Taşınmazlara ilişkin sözleşmeler
MADDE 24 – (1) Taşınmazlara veya
onların kullanımına ilişkin sözleşmeler taşınmazın bulunduğu
yer hukukuna tâbidir.
Tüketici sözleşmeleri
MADDE 25 – (1) Meslekî veya ticarî
olmayan amaçla mal veya hizmet ya da kredi sağlanmasına yönelik tüketici
sözleşmeleri, tüketicinin mutad meskeni hukukunun emredici hükümleri
uyarınca sahip olacağı asgarî koruma saklı kalmak kaydıyla, tarafların
seçtikleri hukuka tâbidir.
(2) Tarafların hukuk seçimi yapmamış olması hâlinde, tüketicinin
mutad meskeni hukuku uygulanır. Tüketicinin mutad meskeni hukukunun
uygulanabilmesi için:
a) Sözleşme, tüketicinin mutad meskeninin bulunduğu ülkede,
ona gönderilen özel bir davet üzerine veya ilân sonucunda kurulmuş
ve sözleşmenin kurulması için tüketici tarafından yapılması gerekli
hukukî fiiller bu ülkede yapılmış veya
b) Diğer taraf veya onun temsilcisi, tüketicinin siparişini
bu ülkede almış veya
c) İlişkinin bir satım sözleşmesi olması hâlinde, satıcı
tüketiciyi satın almaya ikna etmek amacıyla bir gezi düzenlemiş
ve tüketici de bu gezi ile bulunduğu ülkeden başka ülkeye gidip siparişini
orada vermiş,
olmalıdır.
(3) İkinci fıkradaki şartlar altında yapılan tüketici
sözleşmelerinin şekline, tüketicinin mutad meskeni hukuku uygulanır.

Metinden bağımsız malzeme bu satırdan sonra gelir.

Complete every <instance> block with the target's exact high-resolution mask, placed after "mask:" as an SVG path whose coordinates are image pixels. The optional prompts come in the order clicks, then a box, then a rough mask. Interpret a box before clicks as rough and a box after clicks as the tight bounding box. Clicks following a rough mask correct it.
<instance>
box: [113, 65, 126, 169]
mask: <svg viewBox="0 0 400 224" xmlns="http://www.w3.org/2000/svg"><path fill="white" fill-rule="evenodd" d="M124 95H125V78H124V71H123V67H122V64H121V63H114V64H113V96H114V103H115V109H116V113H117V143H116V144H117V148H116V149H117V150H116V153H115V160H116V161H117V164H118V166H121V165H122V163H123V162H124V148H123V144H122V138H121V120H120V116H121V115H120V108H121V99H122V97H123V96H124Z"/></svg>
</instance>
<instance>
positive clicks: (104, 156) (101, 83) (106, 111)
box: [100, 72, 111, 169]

(4) Bu madde, paket turlar hariç, taşıma sözleşmeleri ve
tüketiciye hizmetin onun mutad meskeninin bulunduğu ülkeden başka
bir ülkede sağlanması zorunlu olan sözleşmelere uygulanmaz.
İş sözleşmeleri
MADDE 26 – (1) İş sözleşmeleri,
işçinin mutad işyeri hukukunun emredici hükümleri uyarınca sahip
olacağı asgarî koruma saklı kalmak kaydıyla, tarafların seçtikleri
hukuka tâbidir.
(2) Tarafların hukuk seçimi yapmamış olmaları hâlinde iş
sözleşmesine, işçinin işini mutad olarak yaptığı işyeri hukuku
uygulanır. İşçinin işini geçici olarak başka bir ülkede yapması
hâlinde, bu işyeri mutad işyeri sayılmaz.
(3) İşçinin işini belirli bir ülkede mutad olarak yapmayıp
devamlı olarak birden fazla ülkede yapması hâlinde iş sözleşmesi,
işverenin esas işyerinin bulunduğu ülke hukukuna tâbidir.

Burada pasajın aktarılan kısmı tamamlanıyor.